Alert: RedisCacheUnreachable (P2)¶
- Meaning: The AuthService cannot connect to the Redis cache. Performance will be severely degraded, and database load will be high.
- Initial Diagnosis:
- Logs will show "failed to connect to redis" errors.
- Ping the Redis host from an application pod.
- Resolution Steps:
- Follow the disaster recovery plan for the Redis cluster.
- If the cache cannot be recovered quickly, as a last resort, disable caching via the feature flag environment variable (
CACHE_ENABLED=false) and perform a rolling restart of the AuthService. Warning: This will significantly increase database load. Monitor the database closely.
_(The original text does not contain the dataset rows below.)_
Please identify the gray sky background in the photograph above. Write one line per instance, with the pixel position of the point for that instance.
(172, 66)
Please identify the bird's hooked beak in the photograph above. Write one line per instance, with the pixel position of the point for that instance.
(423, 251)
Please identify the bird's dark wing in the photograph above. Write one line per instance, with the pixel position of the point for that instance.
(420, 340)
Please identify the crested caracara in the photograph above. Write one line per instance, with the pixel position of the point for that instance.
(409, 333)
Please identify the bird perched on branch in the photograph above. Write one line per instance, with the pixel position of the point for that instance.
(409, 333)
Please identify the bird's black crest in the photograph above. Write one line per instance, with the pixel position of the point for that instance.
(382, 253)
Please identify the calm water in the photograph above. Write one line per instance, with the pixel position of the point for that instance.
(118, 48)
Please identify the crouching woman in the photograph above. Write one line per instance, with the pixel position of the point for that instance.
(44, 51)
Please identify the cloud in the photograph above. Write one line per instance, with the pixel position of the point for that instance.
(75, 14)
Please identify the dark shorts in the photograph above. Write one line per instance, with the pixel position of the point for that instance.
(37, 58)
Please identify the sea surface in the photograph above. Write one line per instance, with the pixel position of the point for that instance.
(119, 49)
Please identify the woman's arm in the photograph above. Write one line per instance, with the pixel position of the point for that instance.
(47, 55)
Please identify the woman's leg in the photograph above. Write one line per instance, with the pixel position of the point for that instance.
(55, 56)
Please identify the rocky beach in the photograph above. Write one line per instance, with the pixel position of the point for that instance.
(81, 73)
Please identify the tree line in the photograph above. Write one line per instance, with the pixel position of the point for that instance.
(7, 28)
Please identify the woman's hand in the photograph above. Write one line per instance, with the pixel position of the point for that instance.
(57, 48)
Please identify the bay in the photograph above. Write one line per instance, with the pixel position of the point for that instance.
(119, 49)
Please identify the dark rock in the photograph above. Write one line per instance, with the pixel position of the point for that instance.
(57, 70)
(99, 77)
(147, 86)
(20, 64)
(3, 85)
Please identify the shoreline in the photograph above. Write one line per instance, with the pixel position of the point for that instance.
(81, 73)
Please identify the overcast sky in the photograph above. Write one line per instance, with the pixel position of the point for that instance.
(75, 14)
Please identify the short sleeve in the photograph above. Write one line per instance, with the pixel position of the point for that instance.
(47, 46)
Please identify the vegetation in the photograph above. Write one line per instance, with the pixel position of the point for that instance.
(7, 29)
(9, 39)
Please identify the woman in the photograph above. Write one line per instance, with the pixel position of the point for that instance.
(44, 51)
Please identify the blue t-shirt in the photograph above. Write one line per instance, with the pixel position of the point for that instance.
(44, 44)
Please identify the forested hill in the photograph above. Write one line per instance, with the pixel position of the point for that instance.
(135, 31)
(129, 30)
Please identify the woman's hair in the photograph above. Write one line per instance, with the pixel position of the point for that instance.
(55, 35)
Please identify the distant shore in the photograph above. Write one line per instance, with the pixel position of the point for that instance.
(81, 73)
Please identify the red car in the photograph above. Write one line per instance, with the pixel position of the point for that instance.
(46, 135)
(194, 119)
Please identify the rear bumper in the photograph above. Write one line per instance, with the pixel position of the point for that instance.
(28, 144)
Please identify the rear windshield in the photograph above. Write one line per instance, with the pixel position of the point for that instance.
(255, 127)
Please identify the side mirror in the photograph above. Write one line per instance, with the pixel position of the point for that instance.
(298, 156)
5. Standard Operating Procedures (SOPs)¶
- How to Roll Back a Deployment:
# See the history of deployments kubectl rollout history deployment/auth-service -n production # Roll back to the previous version kubectl rollout undo deployment/auth-service -n production
6. How to Run Unit and Integration Tests¶
To run the unit and integration tests for the Auth Service, navigate to the src/services/auth-ts directory and execute the following commands:
cd src/services/auth-ts
npm install
npm test
This will execute all tests defined in the project and report the results.
7. How to Build and Deploy¶
Building the Auth Service¶
To build the Auth Service for production, navigate to the src/services/auth-ts directory and run:
cd src/services/auth-ts
npm install
npm run build
This will compile the TypeScript code into JavaScript and place the output in the dist directory.
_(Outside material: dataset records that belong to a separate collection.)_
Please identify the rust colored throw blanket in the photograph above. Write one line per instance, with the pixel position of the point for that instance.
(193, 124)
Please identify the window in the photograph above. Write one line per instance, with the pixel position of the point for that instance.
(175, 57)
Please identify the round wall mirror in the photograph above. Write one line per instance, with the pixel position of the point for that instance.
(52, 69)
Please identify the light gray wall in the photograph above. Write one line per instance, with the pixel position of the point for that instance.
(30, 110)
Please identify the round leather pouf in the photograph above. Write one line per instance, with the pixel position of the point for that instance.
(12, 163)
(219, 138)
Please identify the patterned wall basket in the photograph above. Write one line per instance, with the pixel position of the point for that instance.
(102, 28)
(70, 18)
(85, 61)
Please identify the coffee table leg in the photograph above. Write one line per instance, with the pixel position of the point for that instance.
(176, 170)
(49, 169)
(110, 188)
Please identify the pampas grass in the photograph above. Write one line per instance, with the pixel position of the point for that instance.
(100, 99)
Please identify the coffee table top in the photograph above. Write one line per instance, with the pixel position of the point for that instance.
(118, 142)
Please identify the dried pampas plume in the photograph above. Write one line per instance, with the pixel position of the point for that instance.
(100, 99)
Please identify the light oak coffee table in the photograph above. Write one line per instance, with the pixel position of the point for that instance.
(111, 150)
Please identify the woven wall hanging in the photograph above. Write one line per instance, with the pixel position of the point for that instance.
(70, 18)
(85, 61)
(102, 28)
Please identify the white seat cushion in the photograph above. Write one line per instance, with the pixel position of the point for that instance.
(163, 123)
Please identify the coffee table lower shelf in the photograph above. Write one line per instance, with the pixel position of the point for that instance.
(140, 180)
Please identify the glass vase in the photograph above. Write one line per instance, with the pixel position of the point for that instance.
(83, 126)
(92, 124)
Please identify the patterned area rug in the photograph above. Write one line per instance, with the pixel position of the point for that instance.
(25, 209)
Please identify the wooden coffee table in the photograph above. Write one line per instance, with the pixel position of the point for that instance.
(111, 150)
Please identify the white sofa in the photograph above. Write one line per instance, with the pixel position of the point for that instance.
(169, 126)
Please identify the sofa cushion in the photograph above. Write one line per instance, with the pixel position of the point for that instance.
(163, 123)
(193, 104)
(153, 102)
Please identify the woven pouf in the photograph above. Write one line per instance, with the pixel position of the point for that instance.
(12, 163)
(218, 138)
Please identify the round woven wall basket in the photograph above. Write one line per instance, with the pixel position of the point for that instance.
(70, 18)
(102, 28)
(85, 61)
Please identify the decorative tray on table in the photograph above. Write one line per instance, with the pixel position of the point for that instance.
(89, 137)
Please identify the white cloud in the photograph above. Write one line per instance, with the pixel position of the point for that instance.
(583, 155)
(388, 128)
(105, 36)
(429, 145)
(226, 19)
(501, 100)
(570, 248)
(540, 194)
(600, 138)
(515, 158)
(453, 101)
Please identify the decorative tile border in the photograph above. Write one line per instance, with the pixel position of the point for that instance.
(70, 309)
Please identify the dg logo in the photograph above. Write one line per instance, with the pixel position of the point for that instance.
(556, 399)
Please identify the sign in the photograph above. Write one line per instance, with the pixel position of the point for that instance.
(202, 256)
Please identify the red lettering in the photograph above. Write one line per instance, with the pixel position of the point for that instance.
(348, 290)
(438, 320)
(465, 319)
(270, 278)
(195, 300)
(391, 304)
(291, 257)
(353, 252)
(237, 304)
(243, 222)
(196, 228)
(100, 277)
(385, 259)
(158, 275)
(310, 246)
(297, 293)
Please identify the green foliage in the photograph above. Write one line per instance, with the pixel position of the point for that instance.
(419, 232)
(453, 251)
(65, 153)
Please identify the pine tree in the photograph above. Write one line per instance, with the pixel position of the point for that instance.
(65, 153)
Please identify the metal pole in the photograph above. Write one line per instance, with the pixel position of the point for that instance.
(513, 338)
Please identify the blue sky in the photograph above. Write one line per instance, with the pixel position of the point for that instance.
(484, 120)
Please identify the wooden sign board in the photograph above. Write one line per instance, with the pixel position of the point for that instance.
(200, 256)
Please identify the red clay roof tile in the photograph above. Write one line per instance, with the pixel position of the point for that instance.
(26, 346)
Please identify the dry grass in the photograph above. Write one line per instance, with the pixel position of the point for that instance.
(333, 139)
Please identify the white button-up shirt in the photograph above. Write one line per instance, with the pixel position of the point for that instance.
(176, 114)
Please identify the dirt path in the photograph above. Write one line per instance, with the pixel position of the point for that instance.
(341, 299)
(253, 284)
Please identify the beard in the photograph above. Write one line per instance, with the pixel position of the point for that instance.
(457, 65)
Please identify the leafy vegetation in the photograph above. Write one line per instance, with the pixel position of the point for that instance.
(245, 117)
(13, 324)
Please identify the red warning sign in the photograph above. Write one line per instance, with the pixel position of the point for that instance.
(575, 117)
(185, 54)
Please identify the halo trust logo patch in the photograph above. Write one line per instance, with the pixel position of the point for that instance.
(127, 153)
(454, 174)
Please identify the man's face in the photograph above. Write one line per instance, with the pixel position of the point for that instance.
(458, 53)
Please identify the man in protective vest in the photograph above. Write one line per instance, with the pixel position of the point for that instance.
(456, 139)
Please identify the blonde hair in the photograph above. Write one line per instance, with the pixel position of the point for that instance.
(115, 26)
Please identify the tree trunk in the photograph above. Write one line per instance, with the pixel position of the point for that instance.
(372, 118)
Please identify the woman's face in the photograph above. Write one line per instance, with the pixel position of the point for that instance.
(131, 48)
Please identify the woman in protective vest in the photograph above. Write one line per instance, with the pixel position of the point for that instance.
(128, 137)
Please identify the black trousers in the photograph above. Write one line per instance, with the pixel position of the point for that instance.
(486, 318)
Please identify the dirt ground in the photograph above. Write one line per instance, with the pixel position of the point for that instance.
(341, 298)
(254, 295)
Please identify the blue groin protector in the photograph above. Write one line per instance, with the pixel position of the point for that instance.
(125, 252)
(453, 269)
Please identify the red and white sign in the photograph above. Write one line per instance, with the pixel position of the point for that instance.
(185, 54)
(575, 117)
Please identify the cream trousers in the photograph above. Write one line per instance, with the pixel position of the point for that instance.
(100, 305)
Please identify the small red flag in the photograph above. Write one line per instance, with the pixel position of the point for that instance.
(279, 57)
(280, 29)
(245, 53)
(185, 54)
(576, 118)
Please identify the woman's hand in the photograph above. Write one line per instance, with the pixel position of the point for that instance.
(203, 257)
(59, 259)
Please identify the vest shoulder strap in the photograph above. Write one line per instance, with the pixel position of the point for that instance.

Deploying the Auth Service¶
The Auth Service is containerized and deployed to Kubernetes.
Manual Deployment (for emergencies or specific environments):
- Ensure the service is built (see "Building the Auth Service" above).
- Build the Docker image:
docker build -t your-registry/auth-service:latest . docker push your-registry/auth-service:latest - Apply the Kubernetes manifests:
kubectl apply -f k8s/auth-service-deployment.yaml kubectl apply -f k8s/auth-service-service.yaml
For automated deployments, refer to the CI/CD pipelines (e.g., services-ci.yml in .github/workflows).